Mrs. Curtis purred with reciprocated pleasure: “Of course it is, and how pleased your parents must be. Come and sit down here; yes, shut the door, please. You know I always said to Mr. Whately, ‘Roland is going to do something big; I’m sure of it.’ And now you see my prophecy has come true. I shall remind Mr. Whately of that next time he comes round to see me, and I shall remind him, too, that I said exactly the same thing about Arthur. ‘Mr. Whately,’ I said,” and her voice trailed off into reminiscences.

But though Mrs. Curtis was in many—and indeed in most—ways a troublesome old fool, she was not unobservant. She knew that a young girl does not rush into a drawing-room dragging a young man by the hand simply because that young man has obtained a lucrative post in a varnish factory. There must be some other cause for so vigorous an ebullition. And as Mrs. Curtis’s speculation was unvexed by the complexities of Austrian psychology, she assumed that Roland and April had fallen in love with each other. She was not surprised. She had indeed often wondered why they had not done so before. April was such a dear girl, and Roland could be trained into a highly sympathetic son-in-law. He listened to her conversation with respect and interest, whereas Ralph Richmond insisted on interrupting her. Roland would make April a good husband. Certainly she had been temporarily disquieted by Mr. Whately’s sudden decision to remove his son from school; but no doubt he had had this post in his mind’s eye and had not wished to speak of it till everything had been fixed.

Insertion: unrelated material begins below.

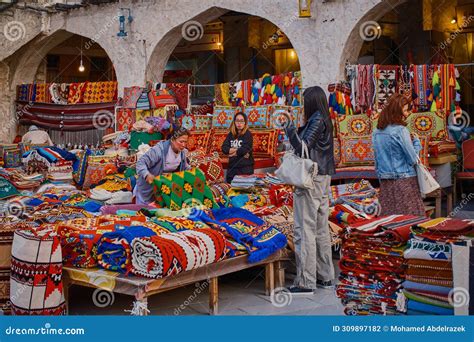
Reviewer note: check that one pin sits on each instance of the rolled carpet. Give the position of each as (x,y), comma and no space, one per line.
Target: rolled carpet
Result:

Mrs. Curtis’s reverie traversed into an agreeable future; she pictured the wedding at St. Giles; they would have the full choir. There would be a reception afterwards at the Town Hall. April would look so pretty in orange blossom. Arthur would be the best man. He would stand beside the bridegroom, erect and handsome. “What fine children you have, Mrs. Curtis!” That’s what everyone would say to her. It would be the prettiest wedding there had ever been at St. Giles.... She collected herself with a start. She must not be premature. Nothing was settled yet; they were not even engaged. And of course they could not be engaged yet: They were too absurdly young. Everyone would laugh at her. Still, there might be an understanding. An understanding was first cousin to an engagement; it bound both parties. And then April and Roland would be allowed to go about together. It would be so nice for them.

When Roland had gone, she fixed on her daughter a deep, questioning look, under which April began to grow uncomfortable.

“Well, mother?” she said.

“You like Roland very much, don’t you, dear?”

“We’re great friends.”

“Only friends?”

April did not answer, and her mother repeated her question. “But you’re more than friends, aren’t you?” But April was still silent. Mrs. Curtis leaned forward and took April’s hand, lifted for a moment out of her vain complacency by the recollection of herself as she had been a quarter of a century ago, like April, with life in front of her. Through placid waters she had come to a safe anchorage, and she wondered whether for April the cruise would be as fortunate, the hand at the helm as steady. Her husband had risked little, but Roland would scarcely be satisfied with safe travel beneath the cliffs. Would April be happier or less happy than she had been? Which was the better—blue skies, calm water, gently throbbing engines, or the pitch and toss and crash of heavy seas?